Marc 12, 14
et ceux-ci vinrent lui dire : « Maître, nous le savons : tu es toujours vrai ; tu ne te laisses influencer par personne, car ce n’est pas selon l’apparence que tu considères les gens, mais tu enseignes le chemin de Dieu selon la vérité. Est-il permis, oui ou non, de payer l’impôt à César, l’empereur ? Devons-nous payer, oui ou non ? »
et ceux-ci vinrent lui dire : « Maître, nous le savons : tu es toujours vrai ; tu ne te laisses influencer par personne, car ce n’est pas selon l’apparence que tu considères les gens, mais tu enseignes le chemin de Dieu selon la vérité. Est-il permis, oui ou non, de payer l’impôt à César, l’empereur ? Devons-nous payer, oui ou non ? »

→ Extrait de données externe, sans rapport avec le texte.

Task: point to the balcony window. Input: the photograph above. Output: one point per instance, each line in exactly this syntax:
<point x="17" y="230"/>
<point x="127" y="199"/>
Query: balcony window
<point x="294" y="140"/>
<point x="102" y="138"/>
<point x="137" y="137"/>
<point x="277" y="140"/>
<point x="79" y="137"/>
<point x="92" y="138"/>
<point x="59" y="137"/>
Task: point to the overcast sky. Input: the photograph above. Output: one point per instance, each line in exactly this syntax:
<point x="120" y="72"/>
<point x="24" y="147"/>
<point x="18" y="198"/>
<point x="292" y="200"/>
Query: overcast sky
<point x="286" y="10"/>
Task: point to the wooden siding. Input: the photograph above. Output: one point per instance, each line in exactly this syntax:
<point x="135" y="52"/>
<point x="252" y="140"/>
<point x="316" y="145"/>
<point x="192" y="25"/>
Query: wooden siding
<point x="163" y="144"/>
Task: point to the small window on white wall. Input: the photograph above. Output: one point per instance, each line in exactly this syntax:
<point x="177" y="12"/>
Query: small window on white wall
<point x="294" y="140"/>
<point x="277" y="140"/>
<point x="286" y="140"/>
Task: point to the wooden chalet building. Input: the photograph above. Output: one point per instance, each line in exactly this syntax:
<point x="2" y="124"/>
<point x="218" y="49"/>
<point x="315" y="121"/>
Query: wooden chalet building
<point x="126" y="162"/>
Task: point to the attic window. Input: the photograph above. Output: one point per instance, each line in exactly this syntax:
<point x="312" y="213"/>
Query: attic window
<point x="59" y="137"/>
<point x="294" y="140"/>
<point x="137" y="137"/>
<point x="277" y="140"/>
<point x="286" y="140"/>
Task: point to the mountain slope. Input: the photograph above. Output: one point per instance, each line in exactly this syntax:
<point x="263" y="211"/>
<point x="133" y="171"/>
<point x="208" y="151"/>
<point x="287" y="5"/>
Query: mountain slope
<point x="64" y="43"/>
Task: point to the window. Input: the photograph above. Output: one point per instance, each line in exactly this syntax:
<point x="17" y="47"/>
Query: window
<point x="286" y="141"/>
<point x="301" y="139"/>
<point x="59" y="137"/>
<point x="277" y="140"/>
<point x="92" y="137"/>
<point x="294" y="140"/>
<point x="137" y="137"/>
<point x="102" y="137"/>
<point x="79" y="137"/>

Nous savons que vous êtes véridique… Nicodème, l’un des membres les plus
illustres du grand Conseil, avait autrefois adressé à Notre-Seigneur des compliments analogues à ceux-ci,
cf. Jean 3, 2 ; mais il parlait en toute sincérité. Actuellement au contraire, nous n’entendons que des flatteries
hypocrites. « Ils l’interrogeaient avec des paroles cauteleuses, et ils l’entouraient comme les abeilles qui
apportent du miel dans la bouche, mais un dard dans le dos » [483]. — Après ce préambule insinuant, ou
plutôt insidieux, vient la question plus insidieuse encore : Est-il permis de payer le tribut à César… ? On
avait précédemment tendu des pièges au Sauveur sur le domaine religieux ; cette fois on essaie de
l’embarrasser sur le terrain dangereux de la politique. La demande est reproduite d’une manière incomplète
dans la Vulgate. Le grec porte littéralement « Est-il permis de payer le tribut à César, ou non ? Le
payerons-nous, ou non ? » Il y eut donc deux interrogations successives, la première générale et théorique :
Est-il permis de payer le tribut à l’empereur romain ? la seconde particulière et pratique : Nous, peuple
théocratique, nous acquitterons-nous de cet impôt ? Cette rédaction est propre à S. Marc. Les Pharisiens,
ennemis de Rome, et les Hérodiens, chauds partisans de l’empire, se présentent donc à Jésus comme s’ils
avaient discuté sur ce point délicat sans pouvoir s’accorder, et comme s’ils venaient l’établir arbitre de leur
querelle, prêts à s’en rapporter à sa décision. Mais en réalité, dit Théophylacte, « cette parole était tout
artifice, et elle avait un précipice de chaque côté ; car, si Jésus répondait : Il faut payer le cens à César, on
excitait contre lui le peuple, en le lui présentant comme voulant le réduire en servitude ; s’il disait au
contraire que cela n’était pas permis, on l’accusait de soulever le peuple contre César », et les Hérodiens
étaient là pour le livrer aux autorités romaines.